If your tractor does a lot of hard work like bush-hogging you might want to see if you can install an oil filter in the hydraulic system in some non destructive manner. I have a couple of Farmalls that use the hydraulic oil for the power steering so I have a filter in the power steering return line. Never put a filter in a pressure line! Cheap skate tip two, I like to magnetize my dipsticks so they collect iron and steel particles floating in the oil and wipe them away when I check the oil. You can also collect particles by placing a powerful magnet on the side of the pan, just remove it before you take out the drain plug and they will drain out with the oil. Magnetic drain plugs, available at some auto parts suppliers also work very well. You can magnetize your dipsticks (works on screwdrivers too) with a two post soldering gun, simply pull the trigger and pass the end of the dipstick through the loop at the tip. Let go of the trigger before pulling it back out. Reverse the process if you want to demagnetize one.
Keep a close eye out for water in the housings of tractors that set out in the rain a lot as it can build up faster than you might think, especially on some models. In addition to the rusting and loss of lubrication it can freeze in the winter locking the gears and if forced can cause considerable breakage. Tractors in regular heavy farm use normally build up enough heat to stay dried out but in light use even condensation can build up to problem levels.

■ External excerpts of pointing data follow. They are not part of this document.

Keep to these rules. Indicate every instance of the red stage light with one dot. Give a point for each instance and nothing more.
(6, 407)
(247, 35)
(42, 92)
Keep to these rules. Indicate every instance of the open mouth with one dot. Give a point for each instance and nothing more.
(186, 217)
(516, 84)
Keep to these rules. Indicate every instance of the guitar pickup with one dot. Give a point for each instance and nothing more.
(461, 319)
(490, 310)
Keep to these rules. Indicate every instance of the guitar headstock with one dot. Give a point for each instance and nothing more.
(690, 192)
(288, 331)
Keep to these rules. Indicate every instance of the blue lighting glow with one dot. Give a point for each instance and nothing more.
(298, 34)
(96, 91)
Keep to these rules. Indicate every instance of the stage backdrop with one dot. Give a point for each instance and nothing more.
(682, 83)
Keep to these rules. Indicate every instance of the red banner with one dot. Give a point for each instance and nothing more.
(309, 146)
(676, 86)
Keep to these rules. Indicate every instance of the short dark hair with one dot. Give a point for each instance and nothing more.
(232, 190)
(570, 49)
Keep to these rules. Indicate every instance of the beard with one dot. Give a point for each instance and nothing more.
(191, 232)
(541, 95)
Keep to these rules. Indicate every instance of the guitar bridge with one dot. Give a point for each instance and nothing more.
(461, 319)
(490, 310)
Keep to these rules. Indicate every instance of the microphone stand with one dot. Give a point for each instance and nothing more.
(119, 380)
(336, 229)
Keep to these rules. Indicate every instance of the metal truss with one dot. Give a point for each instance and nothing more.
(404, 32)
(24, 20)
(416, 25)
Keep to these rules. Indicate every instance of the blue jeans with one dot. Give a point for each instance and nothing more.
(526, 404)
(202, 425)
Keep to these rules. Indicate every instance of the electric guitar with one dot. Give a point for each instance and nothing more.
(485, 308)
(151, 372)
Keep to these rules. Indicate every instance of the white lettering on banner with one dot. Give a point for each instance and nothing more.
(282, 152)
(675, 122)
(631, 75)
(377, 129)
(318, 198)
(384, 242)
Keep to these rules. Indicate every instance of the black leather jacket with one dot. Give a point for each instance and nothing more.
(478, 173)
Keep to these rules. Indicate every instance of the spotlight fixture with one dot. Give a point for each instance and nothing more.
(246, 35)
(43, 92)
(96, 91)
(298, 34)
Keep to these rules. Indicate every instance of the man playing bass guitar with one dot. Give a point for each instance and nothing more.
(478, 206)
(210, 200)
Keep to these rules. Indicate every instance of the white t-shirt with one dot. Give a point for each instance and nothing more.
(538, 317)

All of my tractors are working tractors, not show tractors and several have quite a few modifications but I always try to do "bolt-on" modifications and keep and label any removed parts. This way I can always go back to "original". This is something you might want to keep in mind even if your tractor is strictly a worker.
I will leave you with this simple thought, "oil is cheap, parts and labor are expensive".